South Africa Inflation April 2026 Watched After March CPI Rises

Friday 24th April 2026

By inAfrika Newsroom

South Africa inflation April 2026 is under close watch after March consumer inflation rose to 3.1% from 3.0% in February. The numbers matter now because April fuel increases will only appear in the next CPI release.

Statistics South Africa said prices rose by 0.6% month-on-month in March. Six of the 13 CPI categories recorded higher annual rates, including education, transport, housing and utilities, information and communication, and restaurants and accommodation.

The education component moved sharply. Tuition fees increased by 5.4% in 2026, primary and secondary education rose by 6.2%, tertiary education increased by 4.2%, and private secondary schools recorded a 7.5% increase.

Transport inflation remained negative year-on-year, but pressure is building. Fuel prices were still 8.7% lower over the 12 months to March, yet long-distance bus fares jumped 20.0% month-on-month and airfares rose 14.3%. The March release does not include the April fuel increases, which will appear in data due on 20 May.
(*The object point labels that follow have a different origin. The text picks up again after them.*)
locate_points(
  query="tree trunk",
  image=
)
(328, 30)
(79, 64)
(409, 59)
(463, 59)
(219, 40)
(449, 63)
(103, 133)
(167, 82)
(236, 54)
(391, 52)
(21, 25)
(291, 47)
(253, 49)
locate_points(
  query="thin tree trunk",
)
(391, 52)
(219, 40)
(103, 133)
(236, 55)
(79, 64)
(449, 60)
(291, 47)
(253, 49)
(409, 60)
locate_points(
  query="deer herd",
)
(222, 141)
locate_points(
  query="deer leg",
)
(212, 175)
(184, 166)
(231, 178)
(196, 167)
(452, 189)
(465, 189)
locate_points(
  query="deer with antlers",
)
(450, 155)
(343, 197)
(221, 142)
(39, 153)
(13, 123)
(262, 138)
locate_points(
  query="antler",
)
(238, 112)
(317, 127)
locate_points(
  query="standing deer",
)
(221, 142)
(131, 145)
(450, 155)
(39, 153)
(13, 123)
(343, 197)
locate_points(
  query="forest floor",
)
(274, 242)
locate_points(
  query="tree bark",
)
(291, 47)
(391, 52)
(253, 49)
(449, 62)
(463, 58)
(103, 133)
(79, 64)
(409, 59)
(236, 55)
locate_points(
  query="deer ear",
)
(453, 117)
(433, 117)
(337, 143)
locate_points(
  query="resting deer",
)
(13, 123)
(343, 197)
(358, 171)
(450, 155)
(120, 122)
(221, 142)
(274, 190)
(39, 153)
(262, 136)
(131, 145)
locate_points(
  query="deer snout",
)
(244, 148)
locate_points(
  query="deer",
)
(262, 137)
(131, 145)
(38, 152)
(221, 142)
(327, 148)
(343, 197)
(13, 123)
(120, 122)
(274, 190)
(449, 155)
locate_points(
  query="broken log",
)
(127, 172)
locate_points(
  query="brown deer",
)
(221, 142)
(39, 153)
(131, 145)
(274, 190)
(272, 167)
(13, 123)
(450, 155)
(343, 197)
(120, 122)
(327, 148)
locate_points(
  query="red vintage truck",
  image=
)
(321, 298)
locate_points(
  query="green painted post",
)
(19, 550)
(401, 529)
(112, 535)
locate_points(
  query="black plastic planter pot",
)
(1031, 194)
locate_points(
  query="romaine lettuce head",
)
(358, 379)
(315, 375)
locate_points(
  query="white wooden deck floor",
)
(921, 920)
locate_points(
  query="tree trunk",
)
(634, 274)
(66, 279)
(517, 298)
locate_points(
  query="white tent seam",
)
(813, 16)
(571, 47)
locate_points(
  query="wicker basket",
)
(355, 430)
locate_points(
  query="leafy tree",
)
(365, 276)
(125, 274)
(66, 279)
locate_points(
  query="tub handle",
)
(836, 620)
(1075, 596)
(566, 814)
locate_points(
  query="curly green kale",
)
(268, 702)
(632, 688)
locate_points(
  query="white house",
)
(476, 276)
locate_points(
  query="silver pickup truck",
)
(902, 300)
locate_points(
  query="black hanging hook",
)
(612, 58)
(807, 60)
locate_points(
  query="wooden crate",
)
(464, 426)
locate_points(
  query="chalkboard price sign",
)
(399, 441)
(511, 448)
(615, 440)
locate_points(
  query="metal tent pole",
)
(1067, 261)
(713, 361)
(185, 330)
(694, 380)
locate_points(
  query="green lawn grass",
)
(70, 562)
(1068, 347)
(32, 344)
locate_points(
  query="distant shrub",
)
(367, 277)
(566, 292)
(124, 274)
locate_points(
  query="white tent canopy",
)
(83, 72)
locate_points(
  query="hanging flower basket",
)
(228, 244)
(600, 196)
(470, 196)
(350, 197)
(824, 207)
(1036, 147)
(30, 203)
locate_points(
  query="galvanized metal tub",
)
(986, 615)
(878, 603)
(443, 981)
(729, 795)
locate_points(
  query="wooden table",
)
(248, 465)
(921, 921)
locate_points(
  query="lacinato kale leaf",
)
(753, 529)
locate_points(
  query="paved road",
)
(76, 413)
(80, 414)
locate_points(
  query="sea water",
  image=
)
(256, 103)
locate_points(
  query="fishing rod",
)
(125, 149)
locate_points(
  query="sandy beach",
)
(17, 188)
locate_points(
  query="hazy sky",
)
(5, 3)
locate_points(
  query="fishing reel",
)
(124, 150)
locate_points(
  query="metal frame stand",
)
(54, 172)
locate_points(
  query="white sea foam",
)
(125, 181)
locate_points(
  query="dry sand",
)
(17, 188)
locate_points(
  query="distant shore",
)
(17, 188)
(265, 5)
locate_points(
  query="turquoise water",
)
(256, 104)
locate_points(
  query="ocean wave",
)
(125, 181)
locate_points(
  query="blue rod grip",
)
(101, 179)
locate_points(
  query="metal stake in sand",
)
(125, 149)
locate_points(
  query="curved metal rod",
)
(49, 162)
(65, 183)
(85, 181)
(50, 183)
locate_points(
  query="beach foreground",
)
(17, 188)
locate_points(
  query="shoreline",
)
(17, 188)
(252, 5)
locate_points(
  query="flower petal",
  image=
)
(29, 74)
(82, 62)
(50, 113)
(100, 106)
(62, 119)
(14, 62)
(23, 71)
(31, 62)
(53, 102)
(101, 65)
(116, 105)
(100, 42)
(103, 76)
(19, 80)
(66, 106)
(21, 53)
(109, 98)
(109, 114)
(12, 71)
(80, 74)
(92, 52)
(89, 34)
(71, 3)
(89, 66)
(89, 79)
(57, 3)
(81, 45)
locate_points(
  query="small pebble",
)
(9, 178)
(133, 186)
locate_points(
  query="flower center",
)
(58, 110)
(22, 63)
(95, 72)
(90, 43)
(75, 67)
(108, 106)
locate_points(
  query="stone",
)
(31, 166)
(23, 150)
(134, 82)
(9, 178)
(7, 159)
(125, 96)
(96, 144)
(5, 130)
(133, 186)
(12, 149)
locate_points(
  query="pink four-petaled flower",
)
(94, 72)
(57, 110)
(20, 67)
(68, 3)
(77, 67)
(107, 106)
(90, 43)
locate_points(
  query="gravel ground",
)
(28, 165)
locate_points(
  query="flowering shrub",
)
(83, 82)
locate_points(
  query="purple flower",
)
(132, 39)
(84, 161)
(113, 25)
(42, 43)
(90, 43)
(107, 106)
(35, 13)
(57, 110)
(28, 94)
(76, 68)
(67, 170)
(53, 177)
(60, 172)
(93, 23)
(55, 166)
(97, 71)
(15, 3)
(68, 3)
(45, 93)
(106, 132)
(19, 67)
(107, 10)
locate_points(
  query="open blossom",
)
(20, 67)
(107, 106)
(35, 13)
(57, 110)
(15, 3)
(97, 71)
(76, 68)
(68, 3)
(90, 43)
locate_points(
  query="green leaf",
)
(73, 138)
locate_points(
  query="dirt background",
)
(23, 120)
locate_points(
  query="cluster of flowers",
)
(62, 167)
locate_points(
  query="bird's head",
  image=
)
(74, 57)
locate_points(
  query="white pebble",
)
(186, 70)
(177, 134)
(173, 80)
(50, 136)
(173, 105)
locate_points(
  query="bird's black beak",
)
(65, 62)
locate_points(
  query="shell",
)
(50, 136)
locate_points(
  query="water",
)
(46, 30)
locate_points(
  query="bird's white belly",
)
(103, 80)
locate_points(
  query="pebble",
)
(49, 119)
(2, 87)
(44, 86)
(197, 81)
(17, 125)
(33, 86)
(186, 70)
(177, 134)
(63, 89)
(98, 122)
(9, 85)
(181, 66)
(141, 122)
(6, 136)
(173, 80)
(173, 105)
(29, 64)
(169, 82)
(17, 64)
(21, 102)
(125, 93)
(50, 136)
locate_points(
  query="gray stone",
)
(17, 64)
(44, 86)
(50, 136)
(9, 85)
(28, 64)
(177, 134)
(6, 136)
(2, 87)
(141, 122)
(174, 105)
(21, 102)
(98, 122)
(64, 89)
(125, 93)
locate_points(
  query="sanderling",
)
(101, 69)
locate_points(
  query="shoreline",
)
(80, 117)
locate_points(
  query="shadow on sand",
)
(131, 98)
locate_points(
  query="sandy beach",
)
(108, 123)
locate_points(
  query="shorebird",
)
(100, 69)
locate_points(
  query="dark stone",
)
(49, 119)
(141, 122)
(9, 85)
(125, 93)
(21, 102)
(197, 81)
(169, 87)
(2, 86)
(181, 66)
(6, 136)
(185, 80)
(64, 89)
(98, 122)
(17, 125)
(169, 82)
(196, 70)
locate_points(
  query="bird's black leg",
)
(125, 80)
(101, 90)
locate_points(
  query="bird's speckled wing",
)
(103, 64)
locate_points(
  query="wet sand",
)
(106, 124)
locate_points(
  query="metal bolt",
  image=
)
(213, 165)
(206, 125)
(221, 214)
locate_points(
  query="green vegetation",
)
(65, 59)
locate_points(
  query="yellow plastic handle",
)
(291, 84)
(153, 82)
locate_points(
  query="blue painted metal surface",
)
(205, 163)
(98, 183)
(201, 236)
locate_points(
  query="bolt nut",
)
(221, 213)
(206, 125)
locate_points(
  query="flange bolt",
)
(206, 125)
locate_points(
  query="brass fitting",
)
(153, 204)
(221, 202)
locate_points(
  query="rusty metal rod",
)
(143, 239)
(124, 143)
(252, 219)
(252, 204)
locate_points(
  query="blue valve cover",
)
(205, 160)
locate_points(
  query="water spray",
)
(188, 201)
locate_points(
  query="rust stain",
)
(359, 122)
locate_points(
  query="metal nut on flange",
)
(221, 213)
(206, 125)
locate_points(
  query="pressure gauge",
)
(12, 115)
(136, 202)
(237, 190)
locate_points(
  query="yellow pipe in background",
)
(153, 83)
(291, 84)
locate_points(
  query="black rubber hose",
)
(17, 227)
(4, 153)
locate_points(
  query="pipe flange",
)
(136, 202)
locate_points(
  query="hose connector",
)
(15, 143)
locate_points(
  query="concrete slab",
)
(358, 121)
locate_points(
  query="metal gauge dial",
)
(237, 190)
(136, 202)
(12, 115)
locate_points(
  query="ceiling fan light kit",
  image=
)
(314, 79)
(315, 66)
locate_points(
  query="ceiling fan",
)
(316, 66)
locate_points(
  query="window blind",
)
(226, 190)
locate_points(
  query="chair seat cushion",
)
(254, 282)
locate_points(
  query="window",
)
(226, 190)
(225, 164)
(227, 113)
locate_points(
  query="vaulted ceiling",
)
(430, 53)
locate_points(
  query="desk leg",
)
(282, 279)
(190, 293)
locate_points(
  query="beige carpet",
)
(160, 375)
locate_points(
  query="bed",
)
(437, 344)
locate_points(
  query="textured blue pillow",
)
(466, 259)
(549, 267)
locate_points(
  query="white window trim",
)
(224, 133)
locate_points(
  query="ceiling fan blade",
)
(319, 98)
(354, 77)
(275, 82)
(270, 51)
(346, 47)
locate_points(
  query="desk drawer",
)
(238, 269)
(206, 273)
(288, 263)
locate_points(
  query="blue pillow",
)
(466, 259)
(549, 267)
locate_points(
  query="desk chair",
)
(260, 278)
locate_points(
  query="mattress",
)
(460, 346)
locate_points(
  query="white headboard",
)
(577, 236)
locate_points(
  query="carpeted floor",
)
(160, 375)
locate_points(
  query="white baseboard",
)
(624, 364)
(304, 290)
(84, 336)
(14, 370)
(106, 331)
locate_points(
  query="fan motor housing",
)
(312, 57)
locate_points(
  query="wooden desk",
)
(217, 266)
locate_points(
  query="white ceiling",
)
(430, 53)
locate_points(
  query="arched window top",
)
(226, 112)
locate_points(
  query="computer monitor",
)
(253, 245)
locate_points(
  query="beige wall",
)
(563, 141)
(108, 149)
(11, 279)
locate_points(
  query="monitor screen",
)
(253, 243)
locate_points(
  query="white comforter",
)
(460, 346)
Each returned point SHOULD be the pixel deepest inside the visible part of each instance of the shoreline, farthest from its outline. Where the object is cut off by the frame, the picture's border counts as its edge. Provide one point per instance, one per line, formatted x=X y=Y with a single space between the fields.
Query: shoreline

South Africa inflation April 2026: What changes for businesses and households

For households, the immediate issue is timing. March figures still looked contained, but April fuel prices may lift transport, delivery and food costs. Families paying school fees, rent and transport face pressure from several categories at once.

For businesses, the next inflation print will influence wage talks, pricing decisions, inventory movement and borrowing expectations. Retailers, logistics companies, airlines and food distributors will watch whether fuel costs feed into broader prices.

The South African Reserve Bank says headline inflation is projected to rise this year but remain within the tolerance band around its 3% target, returning to target by late 2027. It also says alternative oil-price paths could produce materially different inflation outcomes, and rate cuts may be delayed.

South Africa’s inflation story matters across Africa because its rates, currency and fuel market affect investor sentiment toward other emerging and frontier markets, including Kenya, Nigeria, Ghana and Tanzania.